Although there is evidence of Molossians being used as guard dogs in camps and as messengers, there is some controversy regarding the claim they were used in battle. Writer Ria Horter of The Canine Chronicle, for example, cites a scholar by the name of Dr. Robert van der Molen who claims he has proven that dogs were never used in battle in the ancient world. Horter cites Molen's work, Dogs in the Greek and Roman World, in claiming that dogs never featured as regular combatants on the field.
This claim, however, is contested by authors who point to military companies of Molossians under Roman handlers on the front lines. Further, ancient sources such as Pliny the Elder, Plutarch, Polybius, and others write of a number of different types of dogs used in the Roman army during different eras: canes pugnaces (attack dogs in chain mail and spiked collars, also the premier fighting dog in the arena), canes villatica (guard dogs), canes nare sagaces (tracking dogs) and canes pedibus cleres (chasing dogs) among others.
The breed known as the Cane Corso was definitely used in battle. This was a large mastiff regularly used as a guard dog; its very name, in fact, can be translated as 'guard dog'. The Cane Corso was sometimes used as a piriferi (fire-bearer) on the battlefield according to the Greek writer Polybius (l. 200-118 BCE). The Romans would strap buckets of flaming oil to the backs of the dogs and release them toward the front lines of the opposing cavalry.
The Cane Corso is most likely the dog often depicted in ancient engravings as it frequently was chosen as a farm dog to protect the home and livestock as well as a hunting dog and so was a familiar figure in popular use. In later writings the breed seems to become associated with the Molossian.
Julius Caesar, invading Britain in 55 BCE, met opposition from Celtic warriors with their own dogs which are frequently identified as the English Mastiff but Caesar himself never names them. Historians believe it more probable Caesar encountered Molossians which had been brought to Britain by Carthaginian traders. The Molossians would have interbred with the local dog population to produce the Mastiff, but it seems unlikely the Mastiff would have already been a breed in Britain when Caesar arrived there.

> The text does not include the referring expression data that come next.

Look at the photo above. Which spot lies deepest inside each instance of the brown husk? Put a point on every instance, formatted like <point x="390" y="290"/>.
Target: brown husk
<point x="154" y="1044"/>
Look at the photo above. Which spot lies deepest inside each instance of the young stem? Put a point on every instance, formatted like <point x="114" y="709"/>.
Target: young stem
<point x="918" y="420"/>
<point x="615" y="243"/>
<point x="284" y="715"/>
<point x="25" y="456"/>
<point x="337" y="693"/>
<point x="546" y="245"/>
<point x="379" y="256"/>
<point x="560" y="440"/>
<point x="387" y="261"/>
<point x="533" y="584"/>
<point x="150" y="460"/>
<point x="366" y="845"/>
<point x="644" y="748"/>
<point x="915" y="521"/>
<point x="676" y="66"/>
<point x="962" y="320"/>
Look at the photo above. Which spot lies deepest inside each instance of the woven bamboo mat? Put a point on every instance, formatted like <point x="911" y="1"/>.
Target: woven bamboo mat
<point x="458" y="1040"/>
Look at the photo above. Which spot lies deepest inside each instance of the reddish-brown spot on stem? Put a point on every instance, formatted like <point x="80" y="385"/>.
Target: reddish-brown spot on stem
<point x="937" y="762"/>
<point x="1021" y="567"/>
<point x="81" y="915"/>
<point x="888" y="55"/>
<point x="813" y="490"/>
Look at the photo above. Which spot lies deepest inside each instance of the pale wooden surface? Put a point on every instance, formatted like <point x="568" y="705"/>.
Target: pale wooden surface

The use of dogs in Roman warfare under Marcus Pomponius and Polybius's report of the Cane Corso seem to contradict the claim by van der Molen as cited by Horter. The Romans held dogs in high esteem and many works were written regarding breeding, training, and care for the animals. It would hardly be surprising that the Romans, ever practical, would have used dogs in combat.
The Romans relied heavily on their dogs to assist and protect them in their daily lives and so, although it may seem a contradiction to a modern audience, it is not surprising that dogs were also offered in sacrifice to the gods. As with other cultures, the Romans sacrificed the best of what they had, not what they could easily do without, and dog sacrifices are the best example of this.
In the same way, the fighting dog – whether in the Colosseum or a local ring – was far from poorly used but, rather, highly honored and well-cared for. The owner's reputation and, often, livelihood depended on the dog's performance in a fight and they received better care and greater attention than many of the slaves in Rome or even some family members.
There is some evidence that dogs could be seen in a negative light - the Romans, after all, coined the phrase dies caniculares – “the dog days of summer” – associating dogs with intolerable heat because of their link to Sirius, the dog star, which was prominent in that season, but positive associations far outweigh the negatives. The most frequent depiction of the dog in ancient Rome is of a loyal servant, a trusted guardian, and always as a close companion.